Justice, pétrole et risques climatiques

Certains parlent de l’ouverture d’un procès inédit. La Cour entend une cause opposant le procureur de l’État de New York à ExxonMobil. Il est reproché au géant pétrolier d’avoir trompé ses actionnaires en sous-évaluant sciemment le « risque climatique » sur ses activités, notamment albertaines. Il en aurait résulté une augmentation arbitraire de la valeur des réserves concernées et une surestimation de la vie économique de certains éléments d’actif.

Les experts cités par La Presse canadienne soulignaient cette semaine que les éléments de preuve présentés pourraient servir dans d’éventuelles poursuites en matière de changement climatique au Canada. Des gouvernements et / ou des gestionnaires de caisse de retraite pourraient également être contraints d’entamer de telles procédures. Autrement, des cas de poursuites contre des entreprises, des gestionnaires de caisses de retraite ou des gouvernements pour ne pas avoir fait le maximum pour protéger leurs employés, investisseurs, prestataires ou citoyens pourraient se multiplier.

En octobre dernier, en formulant ses intentions, la procureure générale de l’État de New York greffait à la panoplie de poursuites des gouvernements contre les pétrolières l’angle de l’investisseur institutionnel. Elle évoquait l’étiquette de blue chips accolée à Exxon dans la liste des investissements à long terme de première qualité permis aux actionnaires institutionnels, des compagnies d’assurance et des gestionnaires de portefeuille. Elle n’était pas sans ajouter que le Fonds de retraite de l’État de New York, qui couvre plus d’un million d’employés et de bénéficiaires, et celui des enseignants de l’État, fort de plus de 425 000 membres, cumulent un engagement de plus de 1,5 milliard dans Exxon.
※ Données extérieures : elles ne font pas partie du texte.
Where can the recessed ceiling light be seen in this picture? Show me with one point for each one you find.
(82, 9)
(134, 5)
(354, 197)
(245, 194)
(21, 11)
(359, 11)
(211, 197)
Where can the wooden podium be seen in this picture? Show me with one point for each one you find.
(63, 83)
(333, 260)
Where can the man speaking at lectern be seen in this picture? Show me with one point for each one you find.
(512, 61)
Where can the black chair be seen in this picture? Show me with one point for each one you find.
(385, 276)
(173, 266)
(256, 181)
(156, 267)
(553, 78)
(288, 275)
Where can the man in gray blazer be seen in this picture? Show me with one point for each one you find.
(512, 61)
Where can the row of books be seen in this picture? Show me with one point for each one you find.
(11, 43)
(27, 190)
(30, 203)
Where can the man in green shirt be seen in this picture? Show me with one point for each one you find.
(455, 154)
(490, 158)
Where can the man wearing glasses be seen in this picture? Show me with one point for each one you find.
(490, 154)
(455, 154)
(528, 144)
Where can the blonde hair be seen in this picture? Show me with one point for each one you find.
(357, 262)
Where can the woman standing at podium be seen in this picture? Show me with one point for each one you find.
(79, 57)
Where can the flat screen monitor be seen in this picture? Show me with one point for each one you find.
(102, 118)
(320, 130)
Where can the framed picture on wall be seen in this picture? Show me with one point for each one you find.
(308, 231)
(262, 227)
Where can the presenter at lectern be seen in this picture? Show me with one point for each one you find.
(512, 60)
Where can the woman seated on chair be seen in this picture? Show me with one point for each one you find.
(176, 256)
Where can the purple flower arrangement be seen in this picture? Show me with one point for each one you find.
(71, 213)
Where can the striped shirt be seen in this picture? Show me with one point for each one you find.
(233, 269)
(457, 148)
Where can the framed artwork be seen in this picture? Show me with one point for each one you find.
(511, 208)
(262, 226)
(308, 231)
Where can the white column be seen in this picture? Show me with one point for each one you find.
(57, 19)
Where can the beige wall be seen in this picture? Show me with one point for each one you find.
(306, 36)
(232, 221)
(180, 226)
Ce faisant, elle prenait ses distances vis-à-vis de cette démarche, s’inspirant généralement des poursuites intentées contre les compagnies de tabac visant à démontrer que les pétrolières sont bien au fait de l’effet négatif de leurs activités sur les bouleversements climatiques tout en les cachant, ou en entretenant le doute sur cette réalité au public. Pour plutôt accuser Exxon de tromper ses actionnaires, en minimisant sciemment le risque financier auquel la réglementation liée au changement climatique l’expose. De plus, elle joue, ici, la carte de la fausse représentation, voire de la tromperie, et non celle de la malversation comptable, qui s’est déjà heurtée à une fin de non-recevoir de la part des autorités réglementaires.

Il a déjà été écrit que la procureure veut démontrer qu’Exxon affirme qu’elle tient compte des risques liés à un accroissement de la réglementation liée au changement climatique dans ses décisions d’affaires, mais que son enquête démontre le contraire. Cette enquête conclut à l’absence fréquente de conformité et constate qu’Exxon sous-estime, voire ignore intentionnellement et systématiquement ces risques, contrairement à ses représentations publiques.

Exxon avait contesté ces accusations disant vouloir les réfuter, qualifiant la poursuite de « sans fondement ». Mardi, l’avocat de la compagnie, qualifiant les accusations de bizarres et tordues, a affirmé qu’Exxon n’avait rien fait de mal. Il a été ajouté que la poursuite à New York ne tenait pas compte de toutes les méthodes utilisées par l’entreprise pour évaluer le « risque climatique », selon le texte de La Presse canadienne.


 
1 commentaire
  • Françoise Labelle - Abonnée 26 octobre 2019 09 h 09

    Si les actionnaires sont lésés, c'est grave!

    Un peu comme Trump qui protège le pétrole plutôt que les Kurdes qui ont pourtant combattu l'E.I. à la place des militaires américains, les pétrolières sont accusées non pas d'encourager le réchauffement global mais bien de léser les actionnaires.

    BP et Exxon finançaient l'Institute for Economic Affairs dont l'objectif était de discréditer la recherche sur le réchauffement global. Il faut comprendre, qu'aux USA, ce type de dépense des pétrolières est exempt d'impôt. Ils propageaient donc le mensonge pour protéger leurs intérêts.
    Cf. «Revealed: top UK thinktank spent decades undermining climate science», The Guardian, 2019.

    L'étiquette Blue chips a bien rougi depuis la crise financière de 2008 qui a surtout touché le marché de obligations adossées à des actifs (CDO en anglais).